Gesamtnote · von 5,0
Weapons of Math Destruction
Wie Big-Data-Modelle Ungleichheit verstärken und die Demokratie bedrohen
von Cathy O'Neil
Die Mathematikerin und Ex-Wall-Street-Quant Cathy O'Neil zeigt, wie undurchsichtige Datenmodelle im Stillen über Kredite, Jobs und Strafen entscheiden – und dabei Ungleichheit zementieren.
- Originaltitel
- Weapons of Math Destruction: How Big Data Increases Inequality and Threatens Democracy
- Erschienen
- 2016
- Verlag
- Crown
- Umfang
- 272 Seiten
- Originalsprache
- Englisch
- Genre
- Sachbuch
- Lesezeit Rezension
- 8 Min.
„Modelle sind in Mathematik verpackte Meinungen – und wenn sie im Verborgenen wirken, können sie ganze Leben ruinieren.“
— Cathy O'Neil, Weapons of Math Destruction
Worum es geht
Cathy O'Neil war Mathematikerin in der Wissenschaft, dann Quant bei einem Hedgefonds und schließlich Datenwissenschaftlerin – sie kennt die Modelle, die sie kritisiert, von innen.
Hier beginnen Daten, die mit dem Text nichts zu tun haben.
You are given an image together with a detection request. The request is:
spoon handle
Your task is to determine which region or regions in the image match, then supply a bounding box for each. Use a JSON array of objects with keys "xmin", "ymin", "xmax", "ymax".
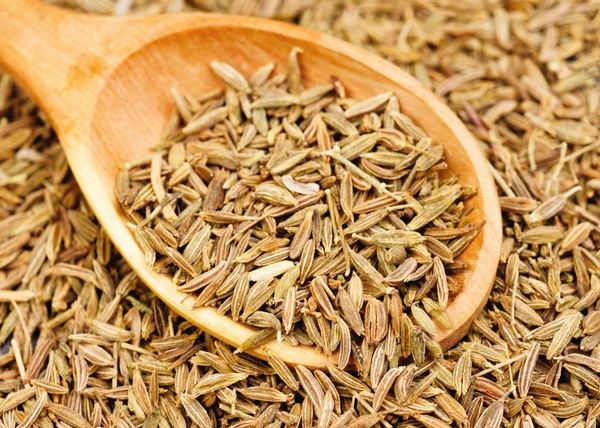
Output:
[
  {"xmin": 0, "ymin": 1, "xmax": 112, "ymax": 118},
  {"xmin": 0, "ymin": 0, "xmax": 214, "ymax": 136}
]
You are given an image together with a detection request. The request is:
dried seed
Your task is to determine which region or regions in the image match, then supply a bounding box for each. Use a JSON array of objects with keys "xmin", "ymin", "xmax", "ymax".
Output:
[{"xmin": 210, "ymin": 61, "xmax": 249, "ymax": 92}]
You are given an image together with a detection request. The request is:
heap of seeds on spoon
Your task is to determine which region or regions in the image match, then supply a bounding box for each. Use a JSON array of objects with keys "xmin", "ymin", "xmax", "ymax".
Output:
[{"xmin": 116, "ymin": 48, "xmax": 482, "ymax": 369}]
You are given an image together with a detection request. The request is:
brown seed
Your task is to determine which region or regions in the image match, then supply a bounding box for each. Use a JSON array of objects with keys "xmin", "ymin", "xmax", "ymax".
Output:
[
  {"xmin": 309, "ymin": 276, "xmax": 337, "ymax": 321},
  {"xmin": 48, "ymin": 403, "xmax": 92, "ymax": 428},
  {"xmin": 337, "ymin": 318, "xmax": 351, "ymax": 370},
  {"xmin": 192, "ymin": 373, "xmax": 249, "ymax": 397},
  {"xmin": 266, "ymin": 350, "xmax": 299, "ymax": 391},
  {"xmin": 336, "ymin": 287, "xmax": 364, "ymax": 336},
  {"xmin": 326, "ymin": 364, "xmax": 369, "ymax": 391},
  {"xmin": 180, "ymin": 394, "xmax": 212, "ymax": 428},
  {"xmin": 296, "ymin": 365, "xmax": 325, "ymax": 412},
  {"xmin": 0, "ymin": 387, "xmax": 37, "ymax": 412},
  {"xmin": 348, "ymin": 249, "xmax": 384, "ymax": 290},
  {"xmin": 372, "ymin": 367, "xmax": 402, "ymax": 411},
  {"xmin": 433, "ymin": 256, "xmax": 448, "ymax": 309},
  {"xmin": 179, "ymin": 260, "xmax": 226, "ymax": 293},
  {"xmin": 454, "ymin": 348, "xmax": 473, "ymax": 396},
  {"xmin": 365, "ymin": 298, "xmax": 388, "ymax": 344},
  {"xmin": 518, "ymin": 342, "xmax": 540, "ymax": 398},
  {"xmin": 344, "ymin": 92, "xmax": 392, "ymax": 118},
  {"xmin": 290, "ymin": 209, "xmax": 314, "ymax": 259},
  {"xmin": 473, "ymin": 402, "xmax": 504, "ymax": 428},
  {"xmin": 384, "ymin": 257, "xmax": 418, "ymax": 285},
  {"xmin": 210, "ymin": 61, "xmax": 249, "ymax": 92}
]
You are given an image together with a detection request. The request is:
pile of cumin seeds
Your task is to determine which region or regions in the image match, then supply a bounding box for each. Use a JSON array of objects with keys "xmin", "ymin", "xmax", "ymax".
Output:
[
  {"xmin": 116, "ymin": 51, "xmax": 482, "ymax": 368},
  {"xmin": 1, "ymin": 0, "xmax": 600, "ymax": 426}
]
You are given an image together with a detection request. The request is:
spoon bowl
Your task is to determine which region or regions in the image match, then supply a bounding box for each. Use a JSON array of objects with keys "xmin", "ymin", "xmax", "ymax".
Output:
[{"xmin": 0, "ymin": 0, "xmax": 502, "ymax": 368}]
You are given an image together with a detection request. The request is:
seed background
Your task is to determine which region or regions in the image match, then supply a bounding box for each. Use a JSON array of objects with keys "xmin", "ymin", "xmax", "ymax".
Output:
[{"xmin": 1, "ymin": 0, "xmax": 599, "ymax": 427}]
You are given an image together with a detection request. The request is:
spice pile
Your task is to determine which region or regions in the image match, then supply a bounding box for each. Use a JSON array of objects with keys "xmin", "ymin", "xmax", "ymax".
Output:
[
  {"xmin": 1, "ymin": 0, "xmax": 600, "ymax": 427},
  {"xmin": 118, "ymin": 53, "xmax": 481, "ymax": 370}
]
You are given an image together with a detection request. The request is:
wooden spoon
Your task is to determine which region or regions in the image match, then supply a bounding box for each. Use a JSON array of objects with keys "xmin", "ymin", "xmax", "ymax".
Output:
[{"xmin": 0, "ymin": 0, "xmax": 502, "ymax": 369}]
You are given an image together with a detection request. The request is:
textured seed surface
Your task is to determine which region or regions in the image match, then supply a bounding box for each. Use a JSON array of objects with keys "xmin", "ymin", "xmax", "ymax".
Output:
[
  {"xmin": 116, "ymin": 43, "xmax": 476, "ymax": 379},
  {"xmin": 2, "ymin": 1, "xmax": 600, "ymax": 427}
]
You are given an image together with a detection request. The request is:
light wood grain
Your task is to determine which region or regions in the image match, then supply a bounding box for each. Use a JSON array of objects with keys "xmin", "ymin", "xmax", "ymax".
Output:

In diesem Buch nimmt sie sich die wachsende Zahl algorithmischer Entscheidungssysteme vor, die im Verborgenen über Menschen urteilen: bei Jobbewerbungen, Krediten, Versicherungen, Strafmaßen und Schulrankings. Ihre Botschaft ist, dass scheinbar neutrale Mathematik gefährlich werden kann.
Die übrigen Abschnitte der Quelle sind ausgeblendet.